Minority enrollment in the city’s three elite exam schools is rising, according to a Boston school report released last week.
The report is encouraging to the school board, which hopes to diversify the schools’ student bodies and make them commensurate with the city’s racial makeup.
The report cited a 2 percent increase in Latino students (from 10 percent to 12), while there was no drop-off in the number of black students. Blacks make up 27 percent of students in the three exam schools.
The three schools — Boston Latin School, Boston Latin Academy and the John D. O’Bryant School of Math and Science — are regarded as the most prestigious of Boston’s public schools, with the former two focusing on the classical languages. All three institutions teach grades seven to 12.
This is the third year in which race was ruled out as a criterion for acceptance into exam schools. In addition, Boston Public Schools hopes to continue the trend with programs including “Best We Can Be.”
“The overall goal of the “Best We Can Be” program is really to increase the number of public school students who are applying to the three exam schools,” said Karen Richardson, the director of Exam School Initiative. “Based on the fact that our school system is 85 percent black and Latino students, we definitely hope to see an increase in those two groups of students as they are underrepresented in the exam schools but higher-represented in the school system.
“These schools offer a rigorous, college prep curriculum for students. They do have a high rate of students who go on to four-year colleges, so they are definitely schools that students are looking to get into.”
The “Best We Can Be” begins targeting potential exam school students entering fifth grade. At this time, the board evaluates students’ Stanford 9 Achievement Test scores, teacher recommendations for those with poor standardized test scores, enrollment in after-school programs during the school year and participation in “summer programming that would help to enhance math and English language arts skills,” Richardson said.
“It’s really an 18-month curriculum that students are invited to,” she added. “I’m hoping that we will see an increase in the number of students who apply … and we’d like to see the number of public school students [who take the test and apply] increase as well.”
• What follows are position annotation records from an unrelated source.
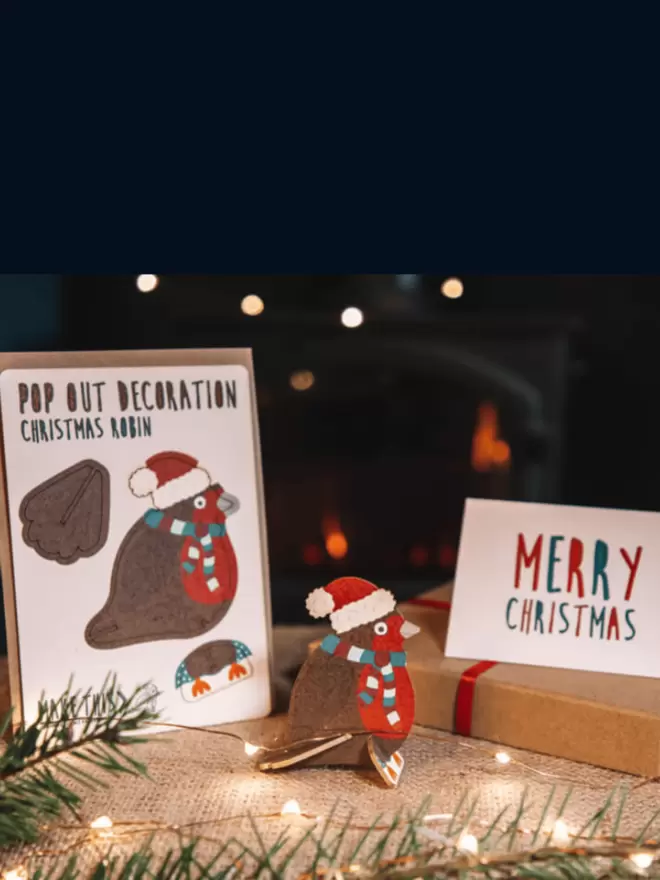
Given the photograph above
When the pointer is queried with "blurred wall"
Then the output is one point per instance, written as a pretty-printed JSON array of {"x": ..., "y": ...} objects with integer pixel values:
[
  {"x": 30, "y": 320},
  {"x": 30, "y": 312}
]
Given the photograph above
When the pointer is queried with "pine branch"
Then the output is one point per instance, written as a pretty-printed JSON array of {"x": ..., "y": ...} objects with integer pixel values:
[{"x": 31, "y": 791}]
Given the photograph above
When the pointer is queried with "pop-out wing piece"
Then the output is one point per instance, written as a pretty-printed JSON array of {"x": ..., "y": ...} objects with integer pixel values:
[{"x": 66, "y": 517}]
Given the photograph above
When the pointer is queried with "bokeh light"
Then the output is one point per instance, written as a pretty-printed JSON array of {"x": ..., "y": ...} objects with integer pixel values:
[
  {"x": 352, "y": 317},
  {"x": 252, "y": 305},
  {"x": 452, "y": 288},
  {"x": 301, "y": 380},
  {"x": 147, "y": 283}
]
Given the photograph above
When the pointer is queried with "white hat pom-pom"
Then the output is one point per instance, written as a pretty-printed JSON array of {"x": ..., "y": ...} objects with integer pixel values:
[
  {"x": 143, "y": 482},
  {"x": 320, "y": 603}
]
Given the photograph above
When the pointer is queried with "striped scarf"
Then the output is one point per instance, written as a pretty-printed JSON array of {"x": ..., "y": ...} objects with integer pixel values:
[
  {"x": 365, "y": 657},
  {"x": 202, "y": 533}
]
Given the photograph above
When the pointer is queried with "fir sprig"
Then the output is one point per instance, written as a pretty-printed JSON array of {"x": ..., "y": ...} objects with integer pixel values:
[
  {"x": 595, "y": 856},
  {"x": 70, "y": 739}
]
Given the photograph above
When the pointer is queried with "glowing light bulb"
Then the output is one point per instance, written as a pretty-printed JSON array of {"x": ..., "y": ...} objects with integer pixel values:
[
  {"x": 103, "y": 825},
  {"x": 642, "y": 860},
  {"x": 352, "y": 317},
  {"x": 301, "y": 380},
  {"x": 468, "y": 843},
  {"x": 560, "y": 833},
  {"x": 252, "y": 305},
  {"x": 291, "y": 808},
  {"x": 147, "y": 283},
  {"x": 452, "y": 288}
]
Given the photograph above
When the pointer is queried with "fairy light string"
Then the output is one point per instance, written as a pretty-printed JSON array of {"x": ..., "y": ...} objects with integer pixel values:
[{"x": 559, "y": 837}]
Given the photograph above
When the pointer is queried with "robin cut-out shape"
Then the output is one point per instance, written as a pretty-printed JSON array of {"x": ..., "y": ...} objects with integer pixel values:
[
  {"x": 354, "y": 685},
  {"x": 175, "y": 575}
]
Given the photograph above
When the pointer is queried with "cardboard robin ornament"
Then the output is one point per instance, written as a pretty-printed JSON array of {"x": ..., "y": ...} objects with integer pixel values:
[
  {"x": 355, "y": 685},
  {"x": 175, "y": 575}
]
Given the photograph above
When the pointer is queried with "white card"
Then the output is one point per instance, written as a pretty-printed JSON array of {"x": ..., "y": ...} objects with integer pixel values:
[
  {"x": 565, "y": 587},
  {"x": 135, "y": 518}
]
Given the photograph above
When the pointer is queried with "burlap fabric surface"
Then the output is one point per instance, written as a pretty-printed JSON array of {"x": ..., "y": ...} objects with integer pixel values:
[{"x": 199, "y": 777}]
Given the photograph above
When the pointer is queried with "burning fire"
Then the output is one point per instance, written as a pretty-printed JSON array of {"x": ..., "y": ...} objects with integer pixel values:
[
  {"x": 488, "y": 450},
  {"x": 336, "y": 544}
]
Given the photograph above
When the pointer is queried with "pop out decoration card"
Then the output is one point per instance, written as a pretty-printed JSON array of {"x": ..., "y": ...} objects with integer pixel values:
[
  {"x": 556, "y": 586},
  {"x": 135, "y": 534}
]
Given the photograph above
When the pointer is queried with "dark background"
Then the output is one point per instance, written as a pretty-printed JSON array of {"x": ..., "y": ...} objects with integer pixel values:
[{"x": 536, "y": 388}]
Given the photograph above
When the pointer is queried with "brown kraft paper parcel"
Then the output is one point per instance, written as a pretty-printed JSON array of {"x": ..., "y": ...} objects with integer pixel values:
[{"x": 611, "y": 721}]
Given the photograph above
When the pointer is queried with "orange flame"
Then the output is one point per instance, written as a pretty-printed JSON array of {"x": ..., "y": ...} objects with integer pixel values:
[
  {"x": 488, "y": 450},
  {"x": 336, "y": 544}
]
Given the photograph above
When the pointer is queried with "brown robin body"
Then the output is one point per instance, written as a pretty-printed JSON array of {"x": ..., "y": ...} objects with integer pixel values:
[
  {"x": 353, "y": 703},
  {"x": 323, "y": 701},
  {"x": 147, "y": 601}
]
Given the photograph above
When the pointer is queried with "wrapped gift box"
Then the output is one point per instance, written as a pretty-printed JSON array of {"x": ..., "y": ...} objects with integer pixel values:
[{"x": 611, "y": 721}]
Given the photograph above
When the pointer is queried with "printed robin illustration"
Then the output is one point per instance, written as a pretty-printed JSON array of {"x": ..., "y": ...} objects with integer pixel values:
[
  {"x": 175, "y": 575},
  {"x": 355, "y": 684}
]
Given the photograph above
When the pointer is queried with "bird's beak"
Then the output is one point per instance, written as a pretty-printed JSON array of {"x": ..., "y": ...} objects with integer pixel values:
[{"x": 409, "y": 629}]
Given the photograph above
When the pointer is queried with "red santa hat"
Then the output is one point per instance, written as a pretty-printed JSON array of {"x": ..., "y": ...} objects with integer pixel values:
[
  {"x": 350, "y": 602},
  {"x": 169, "y": 477}
]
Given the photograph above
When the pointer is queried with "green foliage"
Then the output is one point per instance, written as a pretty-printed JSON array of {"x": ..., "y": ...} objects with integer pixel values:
[
  {"x": 407, "y": 849},
  {"x": 69, "y": 743},
  {"x": 70, "y": 740}
]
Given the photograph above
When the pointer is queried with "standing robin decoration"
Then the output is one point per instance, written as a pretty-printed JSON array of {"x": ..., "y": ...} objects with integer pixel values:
[
  {"x": 175, "y": 575},
  {"x": 354, "y": 685}
]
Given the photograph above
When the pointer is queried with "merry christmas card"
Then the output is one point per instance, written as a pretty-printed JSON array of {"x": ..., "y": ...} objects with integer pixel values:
[
  {"x": 136, "y": 530},
  {"x": 558, "y": 586}
]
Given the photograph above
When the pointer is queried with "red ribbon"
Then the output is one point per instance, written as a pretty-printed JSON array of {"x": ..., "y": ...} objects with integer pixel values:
[{"x": 464, "y": 705}]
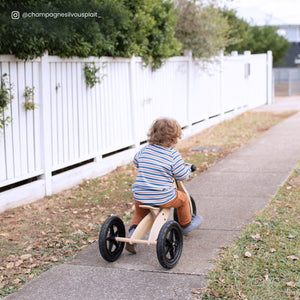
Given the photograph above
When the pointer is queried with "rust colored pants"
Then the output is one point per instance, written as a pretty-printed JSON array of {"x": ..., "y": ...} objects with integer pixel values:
[{"x": 181, "y": 202}]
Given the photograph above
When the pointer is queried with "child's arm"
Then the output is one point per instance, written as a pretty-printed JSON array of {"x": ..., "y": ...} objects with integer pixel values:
[{"x": 181, "y": 170}]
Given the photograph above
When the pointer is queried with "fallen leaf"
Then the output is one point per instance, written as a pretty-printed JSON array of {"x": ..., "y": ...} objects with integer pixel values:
[
  {"x": 10, "y": 265},
  {"x": 247, "y": 254},
  {"x": 293, "y": 257},
  {"x": 266, "y": 277},
  {"x": 19, "y": 262},
  {"x": 256, "y": 236},
  {"x": 291, "y": 284},
  {"x": 53, "y": 258},
  {"x": 195, "y": 292},
  {"x": 215, "y": 293},
  {"x": 242, "y": 295},
  {"x": 16, "y": 281},
  {"x": 25, "y": 256},
  {"x": 91, "y": 240},
  {"x": 5, "y": 234}
]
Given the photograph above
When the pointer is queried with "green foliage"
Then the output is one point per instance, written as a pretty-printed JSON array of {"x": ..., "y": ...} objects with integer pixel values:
[
  {"x": 266, "y": 38},
  {"x": 5, "y": 99},
  {"x": 121, "y": 28},
  {"x": 153, "y": 35},
  {"x": 29, "y": 98},
  {"x": 254, "y": 38},
  {"x": 201, "y": 28},
  {"x": 90, "y": 72}
]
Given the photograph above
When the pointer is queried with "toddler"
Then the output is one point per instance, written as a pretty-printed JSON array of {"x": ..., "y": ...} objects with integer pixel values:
[{"x": 158, "y": 164}]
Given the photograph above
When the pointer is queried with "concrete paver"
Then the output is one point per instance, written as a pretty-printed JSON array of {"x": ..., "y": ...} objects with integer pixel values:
[{"x": 227, "y": 196}]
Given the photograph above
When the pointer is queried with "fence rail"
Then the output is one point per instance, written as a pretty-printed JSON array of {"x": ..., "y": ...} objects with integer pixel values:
[
  {"x": 287, "y": 81},
  {"x": 73, "y": 123}
]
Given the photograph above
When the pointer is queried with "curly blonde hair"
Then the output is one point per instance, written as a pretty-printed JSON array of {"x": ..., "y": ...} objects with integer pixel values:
[{"x": 164, "y": 132}]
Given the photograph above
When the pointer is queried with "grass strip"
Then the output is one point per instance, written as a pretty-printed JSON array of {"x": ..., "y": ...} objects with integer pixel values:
[{"x": 264, "y": 263}]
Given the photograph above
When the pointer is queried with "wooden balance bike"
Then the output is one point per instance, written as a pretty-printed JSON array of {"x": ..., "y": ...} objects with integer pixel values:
[{"x": 166, "y": 235}]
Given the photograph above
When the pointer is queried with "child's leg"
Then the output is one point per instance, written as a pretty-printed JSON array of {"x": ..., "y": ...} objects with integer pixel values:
[
  {"x": 138, "y": 215},
  {"x": 181, "y": 202}
]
Richardson said the percentage of public school applicants has dropped in recent years. She said she did not know the cause of the fall in the number of public school student applicants.
“We have to make sure that information about the exam schools is out there,” Richardson said. “We want to make sure that families and students know that they actually have to register for the test and they have to know what school they want to go to and about the schools as well.”